The whole world is off its
center—physically and humanly speaking. What seems normal in the physical world
is only what we are used to seeing in the world around us. Humanity is the
same. My center is my norm, what I’m used to, what I want my life to be. It’s
what seems normal to me—my comfort zone.
What God wants is to move that zone.
I don’t want him to do that. I like my norm. But his norm is better. He’s
always extending me the invitation to move into his zone. I’m not always so sure about his zone, if I’m
perfectly honest. Sometimes I want to keep trying the insanity method, even
though it continues to fail, just because it’s familiar.

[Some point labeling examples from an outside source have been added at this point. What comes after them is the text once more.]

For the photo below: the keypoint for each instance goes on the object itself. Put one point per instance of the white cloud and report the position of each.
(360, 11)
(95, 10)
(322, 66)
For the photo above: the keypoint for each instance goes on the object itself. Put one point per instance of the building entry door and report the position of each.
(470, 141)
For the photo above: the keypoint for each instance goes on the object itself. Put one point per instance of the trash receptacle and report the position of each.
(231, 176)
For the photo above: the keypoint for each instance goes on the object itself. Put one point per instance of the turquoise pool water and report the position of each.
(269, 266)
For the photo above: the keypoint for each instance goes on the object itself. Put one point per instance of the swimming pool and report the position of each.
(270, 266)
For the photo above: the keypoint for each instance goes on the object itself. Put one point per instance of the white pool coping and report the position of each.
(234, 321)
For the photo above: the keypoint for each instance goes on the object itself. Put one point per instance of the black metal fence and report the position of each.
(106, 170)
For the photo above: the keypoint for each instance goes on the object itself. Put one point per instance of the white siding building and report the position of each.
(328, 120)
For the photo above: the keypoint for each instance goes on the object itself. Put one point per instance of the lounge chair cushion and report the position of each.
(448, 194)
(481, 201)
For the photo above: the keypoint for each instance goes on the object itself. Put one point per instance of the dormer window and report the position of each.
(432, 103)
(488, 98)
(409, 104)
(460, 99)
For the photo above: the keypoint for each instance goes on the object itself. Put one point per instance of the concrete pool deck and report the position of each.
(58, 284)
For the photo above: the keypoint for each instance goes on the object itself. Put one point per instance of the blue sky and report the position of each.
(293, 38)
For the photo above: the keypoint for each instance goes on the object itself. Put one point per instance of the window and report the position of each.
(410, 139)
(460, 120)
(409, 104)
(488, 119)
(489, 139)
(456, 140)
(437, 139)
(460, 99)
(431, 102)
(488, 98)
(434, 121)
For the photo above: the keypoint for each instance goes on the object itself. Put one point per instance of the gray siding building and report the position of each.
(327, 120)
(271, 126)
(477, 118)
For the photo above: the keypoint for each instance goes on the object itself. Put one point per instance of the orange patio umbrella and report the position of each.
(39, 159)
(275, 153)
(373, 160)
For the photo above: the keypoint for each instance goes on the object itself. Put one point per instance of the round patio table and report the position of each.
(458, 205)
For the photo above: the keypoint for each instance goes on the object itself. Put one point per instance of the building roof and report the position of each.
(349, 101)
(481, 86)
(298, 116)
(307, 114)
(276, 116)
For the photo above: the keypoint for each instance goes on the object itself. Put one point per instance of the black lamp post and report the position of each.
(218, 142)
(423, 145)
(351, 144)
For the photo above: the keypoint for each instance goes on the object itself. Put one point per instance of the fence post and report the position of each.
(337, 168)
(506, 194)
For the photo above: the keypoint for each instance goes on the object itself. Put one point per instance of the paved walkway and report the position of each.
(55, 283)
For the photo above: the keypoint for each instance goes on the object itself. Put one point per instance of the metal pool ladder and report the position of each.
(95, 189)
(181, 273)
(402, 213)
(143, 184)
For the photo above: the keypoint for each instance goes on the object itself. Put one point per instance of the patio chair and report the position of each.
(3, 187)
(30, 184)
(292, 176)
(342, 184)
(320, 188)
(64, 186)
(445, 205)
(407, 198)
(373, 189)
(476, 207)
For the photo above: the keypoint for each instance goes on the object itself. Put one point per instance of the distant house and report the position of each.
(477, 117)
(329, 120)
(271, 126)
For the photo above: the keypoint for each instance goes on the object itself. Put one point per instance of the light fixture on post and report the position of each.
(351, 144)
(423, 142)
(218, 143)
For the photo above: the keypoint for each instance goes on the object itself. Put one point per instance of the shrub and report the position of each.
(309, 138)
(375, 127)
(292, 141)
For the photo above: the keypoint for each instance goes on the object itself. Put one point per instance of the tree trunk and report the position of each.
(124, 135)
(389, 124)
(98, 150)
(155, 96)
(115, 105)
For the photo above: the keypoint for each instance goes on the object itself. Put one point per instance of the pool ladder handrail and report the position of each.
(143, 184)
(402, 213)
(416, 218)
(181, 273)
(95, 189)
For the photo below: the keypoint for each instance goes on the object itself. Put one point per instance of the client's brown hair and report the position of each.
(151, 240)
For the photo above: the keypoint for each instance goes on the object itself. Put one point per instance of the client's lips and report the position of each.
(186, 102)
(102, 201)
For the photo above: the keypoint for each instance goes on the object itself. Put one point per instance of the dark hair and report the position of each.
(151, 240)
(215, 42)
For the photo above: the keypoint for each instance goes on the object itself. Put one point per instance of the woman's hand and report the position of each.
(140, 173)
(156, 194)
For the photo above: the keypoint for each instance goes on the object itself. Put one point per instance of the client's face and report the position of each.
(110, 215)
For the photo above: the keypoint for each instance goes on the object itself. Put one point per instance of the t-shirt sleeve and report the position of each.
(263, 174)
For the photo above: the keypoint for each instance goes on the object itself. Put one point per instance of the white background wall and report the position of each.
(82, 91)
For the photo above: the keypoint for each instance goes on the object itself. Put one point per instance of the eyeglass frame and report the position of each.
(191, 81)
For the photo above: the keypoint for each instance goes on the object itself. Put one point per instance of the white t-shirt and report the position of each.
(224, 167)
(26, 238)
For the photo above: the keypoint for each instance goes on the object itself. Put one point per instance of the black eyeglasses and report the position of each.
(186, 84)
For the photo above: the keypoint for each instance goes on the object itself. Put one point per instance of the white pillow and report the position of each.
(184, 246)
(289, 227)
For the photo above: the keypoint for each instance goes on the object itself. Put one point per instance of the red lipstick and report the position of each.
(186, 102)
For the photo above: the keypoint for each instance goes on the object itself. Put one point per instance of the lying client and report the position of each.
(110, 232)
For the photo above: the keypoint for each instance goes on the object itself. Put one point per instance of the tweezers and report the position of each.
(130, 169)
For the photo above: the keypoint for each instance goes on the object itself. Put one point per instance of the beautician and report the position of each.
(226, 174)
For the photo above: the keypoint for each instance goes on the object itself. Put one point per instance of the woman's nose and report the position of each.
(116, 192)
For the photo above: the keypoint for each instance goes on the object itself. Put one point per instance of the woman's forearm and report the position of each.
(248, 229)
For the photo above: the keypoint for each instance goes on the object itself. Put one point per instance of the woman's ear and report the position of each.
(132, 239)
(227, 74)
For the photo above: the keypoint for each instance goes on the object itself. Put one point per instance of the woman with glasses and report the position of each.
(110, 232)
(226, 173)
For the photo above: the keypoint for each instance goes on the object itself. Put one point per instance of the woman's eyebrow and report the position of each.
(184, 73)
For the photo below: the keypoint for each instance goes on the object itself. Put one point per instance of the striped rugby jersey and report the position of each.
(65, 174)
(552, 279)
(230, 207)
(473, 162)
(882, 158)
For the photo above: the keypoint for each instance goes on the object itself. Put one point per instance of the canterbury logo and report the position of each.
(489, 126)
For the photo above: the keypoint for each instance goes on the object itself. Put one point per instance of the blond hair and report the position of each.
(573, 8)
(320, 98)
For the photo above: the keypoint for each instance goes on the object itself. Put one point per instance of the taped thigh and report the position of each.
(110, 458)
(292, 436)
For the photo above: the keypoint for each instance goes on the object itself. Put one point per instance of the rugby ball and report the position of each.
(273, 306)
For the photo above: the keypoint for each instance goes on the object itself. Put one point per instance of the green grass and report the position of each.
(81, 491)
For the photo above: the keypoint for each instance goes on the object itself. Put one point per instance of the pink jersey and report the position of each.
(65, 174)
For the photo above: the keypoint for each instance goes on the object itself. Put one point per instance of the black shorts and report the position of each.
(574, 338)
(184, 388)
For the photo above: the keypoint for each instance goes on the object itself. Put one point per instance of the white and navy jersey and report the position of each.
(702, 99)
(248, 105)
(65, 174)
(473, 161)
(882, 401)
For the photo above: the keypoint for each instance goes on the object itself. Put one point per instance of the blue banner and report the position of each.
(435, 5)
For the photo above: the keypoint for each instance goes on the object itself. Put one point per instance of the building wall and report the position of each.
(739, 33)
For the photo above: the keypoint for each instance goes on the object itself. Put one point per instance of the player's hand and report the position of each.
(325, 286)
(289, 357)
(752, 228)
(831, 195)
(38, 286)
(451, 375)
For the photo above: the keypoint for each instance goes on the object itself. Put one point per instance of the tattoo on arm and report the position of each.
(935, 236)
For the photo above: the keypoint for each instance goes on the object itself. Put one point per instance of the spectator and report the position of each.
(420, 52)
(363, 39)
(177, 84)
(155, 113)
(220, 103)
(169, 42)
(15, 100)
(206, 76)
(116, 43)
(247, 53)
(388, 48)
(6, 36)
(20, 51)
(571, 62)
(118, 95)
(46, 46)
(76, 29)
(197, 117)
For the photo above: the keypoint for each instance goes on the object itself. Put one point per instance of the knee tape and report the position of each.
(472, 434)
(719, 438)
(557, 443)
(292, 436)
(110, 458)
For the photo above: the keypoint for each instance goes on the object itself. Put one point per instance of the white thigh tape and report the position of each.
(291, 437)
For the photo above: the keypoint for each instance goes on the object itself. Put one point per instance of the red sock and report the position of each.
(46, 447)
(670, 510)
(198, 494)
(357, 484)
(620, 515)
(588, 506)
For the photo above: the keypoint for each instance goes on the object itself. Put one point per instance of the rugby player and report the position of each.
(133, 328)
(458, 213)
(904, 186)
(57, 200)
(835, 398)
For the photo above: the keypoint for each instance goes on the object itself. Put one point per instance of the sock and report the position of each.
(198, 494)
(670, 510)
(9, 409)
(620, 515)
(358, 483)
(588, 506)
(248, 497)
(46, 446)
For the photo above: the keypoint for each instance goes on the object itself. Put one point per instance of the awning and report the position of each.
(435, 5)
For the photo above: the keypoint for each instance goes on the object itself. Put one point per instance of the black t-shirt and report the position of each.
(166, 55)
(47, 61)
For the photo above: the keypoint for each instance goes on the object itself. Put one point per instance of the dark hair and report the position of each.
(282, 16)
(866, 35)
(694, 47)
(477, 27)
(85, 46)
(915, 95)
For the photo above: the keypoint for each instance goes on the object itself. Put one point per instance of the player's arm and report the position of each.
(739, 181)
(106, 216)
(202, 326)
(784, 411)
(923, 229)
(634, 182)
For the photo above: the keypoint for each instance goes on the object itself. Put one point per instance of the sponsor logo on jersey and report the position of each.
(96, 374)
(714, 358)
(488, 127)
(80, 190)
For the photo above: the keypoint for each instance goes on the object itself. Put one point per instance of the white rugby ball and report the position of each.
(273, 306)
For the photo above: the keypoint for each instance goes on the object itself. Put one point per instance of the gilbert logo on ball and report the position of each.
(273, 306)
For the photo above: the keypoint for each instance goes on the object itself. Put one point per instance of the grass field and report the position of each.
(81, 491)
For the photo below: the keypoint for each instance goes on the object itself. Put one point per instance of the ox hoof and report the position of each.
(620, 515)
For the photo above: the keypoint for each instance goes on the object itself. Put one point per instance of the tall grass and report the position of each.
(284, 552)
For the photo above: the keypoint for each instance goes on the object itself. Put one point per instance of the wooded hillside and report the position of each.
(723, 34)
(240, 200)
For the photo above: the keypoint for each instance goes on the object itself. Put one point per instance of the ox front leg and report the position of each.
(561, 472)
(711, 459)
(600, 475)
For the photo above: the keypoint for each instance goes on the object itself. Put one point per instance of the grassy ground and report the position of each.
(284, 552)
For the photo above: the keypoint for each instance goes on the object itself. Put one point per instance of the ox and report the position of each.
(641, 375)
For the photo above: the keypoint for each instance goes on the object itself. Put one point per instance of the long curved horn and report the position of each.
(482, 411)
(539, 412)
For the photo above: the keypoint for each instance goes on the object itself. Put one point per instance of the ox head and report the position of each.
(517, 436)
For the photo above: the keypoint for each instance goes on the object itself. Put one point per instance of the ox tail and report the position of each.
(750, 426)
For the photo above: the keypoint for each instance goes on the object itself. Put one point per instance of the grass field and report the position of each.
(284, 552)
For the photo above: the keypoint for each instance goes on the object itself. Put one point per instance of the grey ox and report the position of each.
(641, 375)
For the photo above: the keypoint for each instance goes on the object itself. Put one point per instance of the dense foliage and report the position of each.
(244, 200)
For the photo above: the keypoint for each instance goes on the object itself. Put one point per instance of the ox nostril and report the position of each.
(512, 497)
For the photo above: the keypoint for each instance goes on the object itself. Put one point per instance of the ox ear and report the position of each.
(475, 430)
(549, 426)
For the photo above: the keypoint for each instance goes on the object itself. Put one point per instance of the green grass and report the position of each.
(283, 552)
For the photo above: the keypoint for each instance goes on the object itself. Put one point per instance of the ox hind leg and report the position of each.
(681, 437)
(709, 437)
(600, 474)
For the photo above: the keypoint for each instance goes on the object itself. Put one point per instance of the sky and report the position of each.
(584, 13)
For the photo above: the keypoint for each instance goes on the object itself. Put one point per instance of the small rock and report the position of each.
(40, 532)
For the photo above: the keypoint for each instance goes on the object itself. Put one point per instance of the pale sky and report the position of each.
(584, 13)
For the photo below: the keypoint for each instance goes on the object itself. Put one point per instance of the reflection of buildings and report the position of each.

If I try stepping into the God zone,
I could end up in Egypt, like Joseph, leaving my hometown like Sarai, becoming
a leader, like Gideon, when I would rather stay in my kitchen. I don’t want a
new norm.
So lately, as God has tapped
something in my life, I flinch and squirm. I feel shame and relief. And I look
at my insane way of coping and get ready to move to a new norm, because as I’ve
kept one foot stubbornly anchored to the old norm and inched the other toward
the new, I’ve realized how much better the new is going to be. God is there
waiting for me.
He always is, always has been. His
set point surpasses any of mine. And he patiently waits until I’m ready so he
can teach me and show me that it’s a great place to be, even though it may look
crazy from my own point of insanity.
Where is God moving your set point?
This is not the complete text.